All the recent sightings of snakes in the village and the fact people have been talking about whether they are dangerous and why no-one has been able to do anything about them made me think of an interesting incident I heard about involving other vermin which were chased out of the village.
This time it wasn't snakes, otherwise I would have called this article the Saint Patricia of Tilebury, after the incident when St Patrick chased the snakes out of Ireland, which incidentally is a religious service I think we need right now, but I imagine Reverend Everett would not be up to, but millipedes.
It's quite odd nowadays to think about a plague of millipedes, but that is definitely the word used by the only chronicler we have who was writing in Latin but also drew a few hand-drawings so we can be in no doubt. Apparently they were about two inches long, red like flame and could deliver quite a bite which was poisonous and would produce a small boil or pustule on the skin of the victim.
Well okay - so what. Well there were millions of them, crawling all over the agricultural supplies and the vegetables laid down for winter and they were spoiling them. Anyone who went near might be bitten a thousand times or ten thousand times and then they would be very ill and one person even died.
The odd thing about the story was that the villagers seemed less angry about the plague of biting creepy crawlies than about the fact that they were all within the loop of the river which confined the limits of the old village. Apparently the millipedes would not cross it (even the bridges) out into the fields - which may not be so surprising - but also the villagers had the view that the river was supposed to protect them from 'evil' things so these millipedes should by right have been kept outside.
Well the day was saved by a lady known in the records only as 'Tall' Paddock which was what she was called because by the standards of the day she was very tall. History does not relate her actual height but they said she was taller than any man anyone knew except the lord of the manor Sir Godfrey Bullen, which unfortunately does not narrow down the time period too much because Godfrey was a common name in the Bullen family and there were at least eleven of them.
Anyway apparently Tall Paddock offered to lead the millipedes out of the village on condition that some old land behind the church which contained a number of burial stones was confirmed to belong to her family. Apparently there was some legal wrangle with the church about it being church land but not consecrated land.

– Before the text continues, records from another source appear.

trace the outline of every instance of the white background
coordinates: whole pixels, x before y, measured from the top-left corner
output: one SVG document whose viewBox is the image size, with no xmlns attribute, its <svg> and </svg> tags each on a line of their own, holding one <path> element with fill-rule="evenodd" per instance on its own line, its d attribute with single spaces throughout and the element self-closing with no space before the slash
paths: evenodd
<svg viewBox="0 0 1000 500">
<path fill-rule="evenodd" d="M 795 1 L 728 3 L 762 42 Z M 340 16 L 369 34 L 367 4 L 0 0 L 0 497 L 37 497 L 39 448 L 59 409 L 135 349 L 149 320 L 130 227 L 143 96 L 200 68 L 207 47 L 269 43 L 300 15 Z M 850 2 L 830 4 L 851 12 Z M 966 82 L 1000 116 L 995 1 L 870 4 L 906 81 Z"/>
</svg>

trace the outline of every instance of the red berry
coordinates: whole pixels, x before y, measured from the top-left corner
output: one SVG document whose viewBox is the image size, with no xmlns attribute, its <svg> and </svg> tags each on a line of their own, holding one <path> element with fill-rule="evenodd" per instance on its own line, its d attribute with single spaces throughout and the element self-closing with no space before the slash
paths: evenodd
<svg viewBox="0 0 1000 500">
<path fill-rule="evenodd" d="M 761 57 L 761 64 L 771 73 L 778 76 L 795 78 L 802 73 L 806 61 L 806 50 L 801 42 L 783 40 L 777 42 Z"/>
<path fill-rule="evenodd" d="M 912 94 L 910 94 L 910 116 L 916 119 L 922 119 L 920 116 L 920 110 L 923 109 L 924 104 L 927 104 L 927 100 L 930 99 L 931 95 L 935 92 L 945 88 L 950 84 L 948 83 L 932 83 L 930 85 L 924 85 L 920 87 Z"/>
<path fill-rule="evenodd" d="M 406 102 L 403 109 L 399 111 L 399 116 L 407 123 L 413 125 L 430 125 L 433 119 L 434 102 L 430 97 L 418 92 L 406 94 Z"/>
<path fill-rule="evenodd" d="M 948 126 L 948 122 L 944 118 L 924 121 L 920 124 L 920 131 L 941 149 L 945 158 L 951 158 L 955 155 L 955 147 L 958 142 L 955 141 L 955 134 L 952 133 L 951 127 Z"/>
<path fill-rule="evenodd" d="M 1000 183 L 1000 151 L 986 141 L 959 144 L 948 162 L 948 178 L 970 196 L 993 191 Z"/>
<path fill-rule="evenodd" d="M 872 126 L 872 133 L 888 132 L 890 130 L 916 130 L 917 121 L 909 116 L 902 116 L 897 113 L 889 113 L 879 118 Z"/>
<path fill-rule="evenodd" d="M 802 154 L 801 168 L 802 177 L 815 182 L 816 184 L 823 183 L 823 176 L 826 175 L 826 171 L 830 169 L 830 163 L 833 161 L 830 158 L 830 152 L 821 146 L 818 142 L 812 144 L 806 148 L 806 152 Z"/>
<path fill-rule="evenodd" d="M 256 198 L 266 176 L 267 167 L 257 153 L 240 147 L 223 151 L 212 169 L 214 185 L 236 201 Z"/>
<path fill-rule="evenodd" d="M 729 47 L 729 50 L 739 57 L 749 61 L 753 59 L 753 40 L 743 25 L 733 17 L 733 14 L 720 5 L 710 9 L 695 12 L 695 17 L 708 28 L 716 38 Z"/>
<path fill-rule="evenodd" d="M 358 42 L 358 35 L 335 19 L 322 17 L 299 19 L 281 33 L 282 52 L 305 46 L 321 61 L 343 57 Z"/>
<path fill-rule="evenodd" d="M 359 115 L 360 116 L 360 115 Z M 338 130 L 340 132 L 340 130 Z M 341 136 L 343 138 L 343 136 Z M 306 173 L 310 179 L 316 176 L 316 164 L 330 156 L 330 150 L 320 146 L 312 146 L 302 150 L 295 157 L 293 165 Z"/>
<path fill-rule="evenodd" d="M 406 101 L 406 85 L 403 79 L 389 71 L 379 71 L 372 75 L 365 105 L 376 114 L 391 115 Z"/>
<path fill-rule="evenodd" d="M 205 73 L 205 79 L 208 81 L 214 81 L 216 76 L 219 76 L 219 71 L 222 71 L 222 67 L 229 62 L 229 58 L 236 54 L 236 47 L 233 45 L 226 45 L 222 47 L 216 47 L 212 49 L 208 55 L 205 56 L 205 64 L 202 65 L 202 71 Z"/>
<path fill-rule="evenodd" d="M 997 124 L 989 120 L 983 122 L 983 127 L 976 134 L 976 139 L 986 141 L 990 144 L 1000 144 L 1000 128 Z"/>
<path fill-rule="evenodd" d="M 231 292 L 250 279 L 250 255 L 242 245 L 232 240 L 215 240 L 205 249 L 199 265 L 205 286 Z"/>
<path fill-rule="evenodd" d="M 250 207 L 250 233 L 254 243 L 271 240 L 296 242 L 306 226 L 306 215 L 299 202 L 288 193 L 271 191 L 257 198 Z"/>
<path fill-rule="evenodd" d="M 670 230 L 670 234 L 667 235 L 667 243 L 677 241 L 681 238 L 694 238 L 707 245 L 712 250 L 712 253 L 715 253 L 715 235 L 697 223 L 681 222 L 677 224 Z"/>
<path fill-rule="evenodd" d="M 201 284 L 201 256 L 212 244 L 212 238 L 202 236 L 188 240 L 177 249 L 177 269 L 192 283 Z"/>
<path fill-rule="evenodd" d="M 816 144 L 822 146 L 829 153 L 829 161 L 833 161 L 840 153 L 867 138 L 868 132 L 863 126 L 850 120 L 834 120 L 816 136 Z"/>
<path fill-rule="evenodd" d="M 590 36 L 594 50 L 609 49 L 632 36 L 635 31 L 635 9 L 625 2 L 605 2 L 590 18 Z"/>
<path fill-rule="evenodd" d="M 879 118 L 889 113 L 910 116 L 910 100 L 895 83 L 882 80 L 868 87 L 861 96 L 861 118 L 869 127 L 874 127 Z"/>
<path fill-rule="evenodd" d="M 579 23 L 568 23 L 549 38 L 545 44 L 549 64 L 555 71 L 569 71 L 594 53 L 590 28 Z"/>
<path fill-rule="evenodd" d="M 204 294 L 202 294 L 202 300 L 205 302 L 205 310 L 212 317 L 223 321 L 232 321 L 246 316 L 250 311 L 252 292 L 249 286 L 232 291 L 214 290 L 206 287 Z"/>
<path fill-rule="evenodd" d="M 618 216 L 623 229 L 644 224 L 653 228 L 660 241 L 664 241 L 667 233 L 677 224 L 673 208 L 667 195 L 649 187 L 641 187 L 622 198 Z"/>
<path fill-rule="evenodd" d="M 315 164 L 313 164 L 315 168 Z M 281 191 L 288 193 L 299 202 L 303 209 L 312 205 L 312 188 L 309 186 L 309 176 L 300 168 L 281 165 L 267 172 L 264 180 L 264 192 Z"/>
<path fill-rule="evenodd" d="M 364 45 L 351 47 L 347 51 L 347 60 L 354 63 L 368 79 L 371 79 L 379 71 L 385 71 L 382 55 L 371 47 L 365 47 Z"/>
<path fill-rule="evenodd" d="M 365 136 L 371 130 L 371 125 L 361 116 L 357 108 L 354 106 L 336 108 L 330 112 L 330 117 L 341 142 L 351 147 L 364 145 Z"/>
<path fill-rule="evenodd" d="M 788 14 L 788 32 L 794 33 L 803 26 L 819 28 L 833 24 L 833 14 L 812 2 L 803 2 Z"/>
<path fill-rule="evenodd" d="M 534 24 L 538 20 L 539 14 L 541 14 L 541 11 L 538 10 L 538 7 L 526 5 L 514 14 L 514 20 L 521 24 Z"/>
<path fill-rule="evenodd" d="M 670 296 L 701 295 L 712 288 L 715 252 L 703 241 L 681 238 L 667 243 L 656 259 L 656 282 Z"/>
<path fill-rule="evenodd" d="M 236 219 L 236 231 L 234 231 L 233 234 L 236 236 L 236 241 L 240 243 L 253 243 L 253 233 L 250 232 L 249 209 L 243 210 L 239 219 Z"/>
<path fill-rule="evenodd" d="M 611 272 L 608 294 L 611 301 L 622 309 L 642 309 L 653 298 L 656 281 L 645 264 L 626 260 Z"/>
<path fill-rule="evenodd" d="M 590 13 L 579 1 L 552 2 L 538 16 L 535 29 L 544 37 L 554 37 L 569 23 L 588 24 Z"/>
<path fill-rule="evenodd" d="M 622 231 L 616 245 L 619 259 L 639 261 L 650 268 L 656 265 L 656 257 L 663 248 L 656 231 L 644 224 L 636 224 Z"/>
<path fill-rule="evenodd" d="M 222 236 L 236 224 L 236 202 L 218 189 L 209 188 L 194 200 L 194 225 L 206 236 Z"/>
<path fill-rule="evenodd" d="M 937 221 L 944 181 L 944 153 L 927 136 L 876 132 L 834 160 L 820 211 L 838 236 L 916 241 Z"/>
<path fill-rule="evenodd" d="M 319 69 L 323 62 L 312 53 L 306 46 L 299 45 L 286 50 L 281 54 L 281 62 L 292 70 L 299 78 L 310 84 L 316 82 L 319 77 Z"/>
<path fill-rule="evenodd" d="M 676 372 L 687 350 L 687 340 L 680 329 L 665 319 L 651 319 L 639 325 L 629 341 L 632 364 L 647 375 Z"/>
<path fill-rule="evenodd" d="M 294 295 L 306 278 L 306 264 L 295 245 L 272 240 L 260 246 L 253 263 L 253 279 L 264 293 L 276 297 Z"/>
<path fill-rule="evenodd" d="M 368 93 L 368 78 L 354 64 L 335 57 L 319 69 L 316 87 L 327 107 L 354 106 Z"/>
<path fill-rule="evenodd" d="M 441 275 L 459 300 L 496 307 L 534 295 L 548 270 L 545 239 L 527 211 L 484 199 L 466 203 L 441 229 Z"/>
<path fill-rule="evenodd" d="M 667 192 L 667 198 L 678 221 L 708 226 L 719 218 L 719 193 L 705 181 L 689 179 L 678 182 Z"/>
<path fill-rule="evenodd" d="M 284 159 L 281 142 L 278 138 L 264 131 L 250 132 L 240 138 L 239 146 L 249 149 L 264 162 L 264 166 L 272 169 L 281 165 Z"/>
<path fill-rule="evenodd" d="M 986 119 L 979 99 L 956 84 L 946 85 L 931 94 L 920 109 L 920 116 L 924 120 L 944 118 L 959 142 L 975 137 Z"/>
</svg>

When the villagers finally agreed - they didn't much like Tall Paddock by the sounds of it - probably because, for a woman, she was a bit intimidating - she lit a torch at night by striking a spark off the market square cobbles at a place where there were some old scorch marks and holding the torch to the ground all the millipedes were said to have gathered around it.
Then she carried the torch out of town over the old stone bridge into the woods and all the millipedes were attracked to its glowing flame and followed it (and her).
It must have been the weirdest procession ever to pass over that bridge. Maybe someone could make an even odder one by trying the same trick with our current snake problem.